She didn’t get on the plane! The second series of Starstruck - the six-part BBC Three drama, co-written and starring the brilliant New Zealand comic Rose Matafeo - begins moments after the first one ended, with Jessie (Matafeo) having decided not to get on a plane back to New Zealand for good, and instead to stay in London and give it a go with Tom Kapoor (the still-dreamy Nikesh Patel). It’s a beautiful moment - albeit momentarily. “I was going to watch Dunkirk on the plane,” she shrieks, realising the full momentousness of what she’s done. “And I guess I just never watch Dunkirk now!” Obviously, she also left her bags on the bus to the airport.
If you weren’t one of the many, many people who watched series one - it has been streamed almost five million times on iPlayer, making it BBC Three’s biggest comedy of last year - a quick recap. Jessie is your archetypal screwball rom-com heroine; “kooky”, Tom tries to call her, cuing up a level ten Jessie meltdown. She lives with her best friend, Kate (Emma Sidi) in Hackney, works in a cinema, messes up frequently and spends plenty of time “in a shame spiral about my life in general”.
At the beginning of the first series, she has a one-night stand with Tom, whom she learns - when she spies a massive poster of him in his house during a post-coital snooping session - is a blockbuster-level movie star. On the way out, the paps mistake her for his cleaner. The first season is a delightful ‘will-they-won’t-they’: in the second, it has been determined they will.
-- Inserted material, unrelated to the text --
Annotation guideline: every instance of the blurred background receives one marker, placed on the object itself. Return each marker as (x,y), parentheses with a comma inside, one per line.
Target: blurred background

Inevitably, of course, it’s not easy. For a start, Jessie must face all the people to whom she sent overwrought farewell letters (can you imagine?) and beg for her job at the cinema back. Meanwhile, Tom must placate his agent, an acidic, scene-stealing Minnie Driver, who is not best pleased about his relationship with a ‘civilian’. Not to mention, after all the set up - she didn’t get on the plane! - they need to make it actually work, and everyone knows that old rom-com truism: the idea of something is always far, far easier than the reality.
Jessie is selfish and self-destructive and Tom can be a little brittle, too good, too easy to wound. His character is given a little more to work with this season: insecurities about his acting career, a tricky relationship with his obnoxious older brother. This in turn fuels tension in his relationship with Jessie, who herself is cannoning through life without a career, her own family on the other side of the globe. And seeing them both (mainly Jessie) make mistakes is compelling. They work as a classic rom-com couple, because you root for them but also root for the drama. They are by turns magical and moody; one minute, giggling over a thesaurus deployed in order to improve their phone sex, the next him telling her, eyes deep as wells, that it “shouldn’t be this hard to love someone”. It also feels quietly revolutionary - even if it shouldn’t - to watch a rom-com in which the woman is the commitment-phobe, not the man.
Of course, there is also the matter of the enormous, inescapable culture clash between their two lives, which comes to a head at a party hosted by Tom. His pad looks like a listing on The Modern House; his friends are trendy actors - the men in slate-grey modern tailoring, the women all red satin and exposed collarbones - while Jessie’s gaggle of misfit ‘civilians’ get it all a bit wrong. (Kate’s boyfriend Ian - played by Al Roberts - has regrettably decided to debut a flat-cap.) “Everyone at this party is called Ebeneezer or Chlorophyll,” Jessie mutters; later, there’s agonising small talk. “I work in a cinema,” she tells one of Tom’s lot. “Oh you work in film!” “No, I work in a cinema.” The man doesn’t know where to look. Inevitably, Jessie gets wasted and she and Tom have a fight.
The show’s premise is charming, although it’s the writing (by Matafeo, and her co-writers Alice Snedden and Nic Sampson) and the performances that make the whole thing really sing. Matafeo is endlessly watchable, her timing and delivery pure alchemy, and Sidi is fantastic. Even the side roles work hard. Russell Tovey pops up, memorably, as a driven, difficult dickhead of a director; Driver is a joy; Snedden gets a memorable, deadpan cameo at the party. A special shout out to Lola-Rose Maxwell, who plays the laconic Sarah and virtually merits a spin-off.
Starstruck is a gem: warm-hearted but never saccharine, a very modern rom-com with fizzy ‘do keep-up’ dialogue. It deploys rom-com tropes: two people from (hushed tone) ‘different worlds’; a chaotic gaggle of friends watching the relationship at close range; a nefarious ex looming in the shadows; a dramatic kiss in the rain; even a reference to Love Actually (Tom gets Jessie a Joni Mitchell CD for Christmas, presented in a jewellery box; “he f***ing Alan Rickman-ed me,” she snarls, delighted). But nothing is ever trite or obvious - instead, it’s clever, off-kilter, charming. Just don’t call it kooky.